Cultivada mayoritariamente por nuestros militares y sus palafreneros, como Maduro, la zafiedad del atroz Hugo Chávez llegó a asimilar a Álvaro Uribe como un miembro de los círculos santandereanos, autor intelectual del atentado de septiembre de 1828.
Algo semejante, aunque en un orden más inmediato, encuentro en la desaprensión de la élite opositora venezolana por el histórico hecho político que entraña el ascenso de Gustavo Petro a la primera magistratura de Colombia.

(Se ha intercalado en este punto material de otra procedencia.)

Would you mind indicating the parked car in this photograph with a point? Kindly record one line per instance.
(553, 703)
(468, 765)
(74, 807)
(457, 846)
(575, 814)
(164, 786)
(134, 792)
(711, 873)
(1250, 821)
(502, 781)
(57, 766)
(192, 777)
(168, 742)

Lo despachan todo, muy rapidito, como resultado de las maquinaciones del inefable Foro de São Paulo, consecuencia de la criminosa antipolítica y de las trápalas de la mercadotecnia electoral.
Pese a ello, ninguna actitud negacionista –como se dice ahora—podrá abolir el hecho de que, en cosa de semanas, Venezuela, con Maduro y Guaidó y todo el mundo a bordo, estará rodeada por países cuyos gobiernos son, y lo serán por un buen tiempo, declaradamente de izquierdas.
Lo cual dejará a los líderes de la oposición de Venezuela identificada con todo lo que cohonestaron durante los años de Iván Duque: utilización maliciosa de la idea de ayuda humanitaria, conspiración con los peores elementos del régimen madurista en procura de un pronunciamiento militar del tipo Guatemala 1954 y, last but not least, representarse a sí mismos como la única legítima interfaz que puede obrar entre los venezolanos que mueren de mengua y los galácticos poderes de Washington que quitan y ponen sanciones económicas.
La presidencia de Petro surge de una elección libre, transparente y aceptada por todos, tal como la pide desde hace años la oposición venezolana. Ninguno de sus factores, sin embargo, la ha saludado como cuadra a verdaderos demócratas latinoamericanos. Ni un gesto, ni una palabrita. Y luego dicen no entender por qué los asocian con lo peorcito del vecindario.
Aún hay tiempo hasta el 7 de agosto.